A full sized treasure chest, complete with treasure and a matching map, makes a pirate-themed birthday party or other event complete. Real treasure chests cost hundreds of dollars. Make your own treasure chest and treasure to delight your children or party guests and save money.
Cardboard Treasure Chest
Cardboard is a common household material that makes a relatively sturdy and attractive treasure chest. An extra piece of cardboard attached to a shoebox gives it a curved lid, just like the top of a real treasure chest, according to Monster Under the Bed. Cover the cardboard box in printed paper to give the chest the look of wood grain, or paint it a fun colour. Boxes all of sizes work well, so you may make a life size treasure chest or a miniature version to hold party favours.
Wooden Treasure Chest
If cardboard is too disposable and you want a homemade treasure chest that you can pass down from generation to generation, plans are available for building one from wood, according to Rod's Woodworking Shop. You will need some basic wood working skills and tools to make one. The most difficult part is the curved top of the stereotypical pirate's treasure chest. A table saw, drill and some clamps are required for this craft.

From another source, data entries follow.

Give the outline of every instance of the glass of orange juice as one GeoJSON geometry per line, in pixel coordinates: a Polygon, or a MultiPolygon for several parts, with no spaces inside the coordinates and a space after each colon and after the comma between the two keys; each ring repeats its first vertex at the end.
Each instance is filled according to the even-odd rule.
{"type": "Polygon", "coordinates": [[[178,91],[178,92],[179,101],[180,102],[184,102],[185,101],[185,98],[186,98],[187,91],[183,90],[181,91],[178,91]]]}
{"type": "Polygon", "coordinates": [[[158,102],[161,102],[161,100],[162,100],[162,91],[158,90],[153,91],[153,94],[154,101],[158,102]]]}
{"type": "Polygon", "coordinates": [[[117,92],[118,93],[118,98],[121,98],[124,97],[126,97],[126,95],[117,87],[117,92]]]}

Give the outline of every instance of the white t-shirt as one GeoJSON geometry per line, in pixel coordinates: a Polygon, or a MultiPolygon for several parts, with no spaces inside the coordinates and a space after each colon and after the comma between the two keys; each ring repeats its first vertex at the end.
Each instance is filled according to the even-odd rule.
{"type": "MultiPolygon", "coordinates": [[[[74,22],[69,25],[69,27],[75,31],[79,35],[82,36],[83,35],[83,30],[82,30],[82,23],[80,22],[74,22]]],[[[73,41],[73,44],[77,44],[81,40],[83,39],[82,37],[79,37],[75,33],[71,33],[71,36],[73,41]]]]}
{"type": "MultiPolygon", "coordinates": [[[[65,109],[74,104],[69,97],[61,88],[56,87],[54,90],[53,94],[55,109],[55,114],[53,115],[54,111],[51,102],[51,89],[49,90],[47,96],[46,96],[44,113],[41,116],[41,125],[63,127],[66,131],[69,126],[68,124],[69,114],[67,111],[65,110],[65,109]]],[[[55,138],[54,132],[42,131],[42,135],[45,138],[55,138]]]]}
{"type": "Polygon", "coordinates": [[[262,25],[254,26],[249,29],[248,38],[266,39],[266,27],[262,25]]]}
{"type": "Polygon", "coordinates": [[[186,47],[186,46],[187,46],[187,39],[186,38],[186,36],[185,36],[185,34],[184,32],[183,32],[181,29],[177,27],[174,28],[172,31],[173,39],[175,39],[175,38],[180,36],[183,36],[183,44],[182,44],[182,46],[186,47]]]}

A treasure chest is just a regular chest without treasure to go in it. Crafters comfortable working with polymer clay should try their hand at making pirate doubloons says Polymer Clay Web. For everyday play children could fill their new treasure chest with treasured toys, or the treasures found during nature walks and outdoor exploration. Fill your miniature cardboard treasure chests with an assortment of chocolate doubloons, plastic jewels and pirate themed stickers. Storing the main present in a hidden treasure chest makes the hunt for it even more exciting.
If your treasure chest is part of a theme party or gift, a treasure map makes it a full activity. Hide your new treasure chest in a park or in your home, then create a weathered looking map so guests must find it themselves. Plain white paper transforms into an authentic looking map once torn around the edges and dyed with coffee or tea says DLTK's Growing Together website. Crumpling the paper multiple times softens it and adds a worn look.